Sensory stimuli drive the maturation and function of the mammalian nervous system in part through the activation of gene expression networks that regulate synapse development and plasticity. These networks have primarily been studied in mice, and it is not known whether there are species- or clade-specific activity-regulated genes that control features of brain development and function. Here we use transcriptional profiling of human fetal brain cultures to identify an activity-dependent secreted factor, Osteocrin (OSTN), that is induced by membrane depolarization of human but not mouse neurons. We find that OSTN has been repurposed in primates through the evolutionary acquisition of DNA regulatory elements that bind the activity-regulated transcription factor MEF2. In addition, we demonstrate that OSTN is expressed in primate neocortex and restricts activity-dependent dendritic growth in human neurons.
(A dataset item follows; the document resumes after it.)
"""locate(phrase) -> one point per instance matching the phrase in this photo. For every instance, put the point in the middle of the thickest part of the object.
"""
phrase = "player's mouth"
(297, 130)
These findings suggest that, in response to sensory input, OSTN regulates features of neuronal structure and function that are unique to primates. Osteocrin is a non-neuronal secreted protein in mice that has been evolutionarily repurposed to act as a neuronal development factor in primates. Much of the research on the gene expression networks that drive brain development has been performed in mice. Relatively little is known about how expression networks in other animal groups—particularly primates, in which the cerebral cortex is expanded—might differ from the mouse model. Here, Michael Greenberg and colleagues identify a non-neuronal secreted factor in mice, Osteocrin, that may have been re-purposed evolutionarily as a neuronal development gene in primates. Osteocrin is specifically expressed in the neocortex of the humans and macaques. In mice it is enriched in bone and muscle tissues, but not in the brain.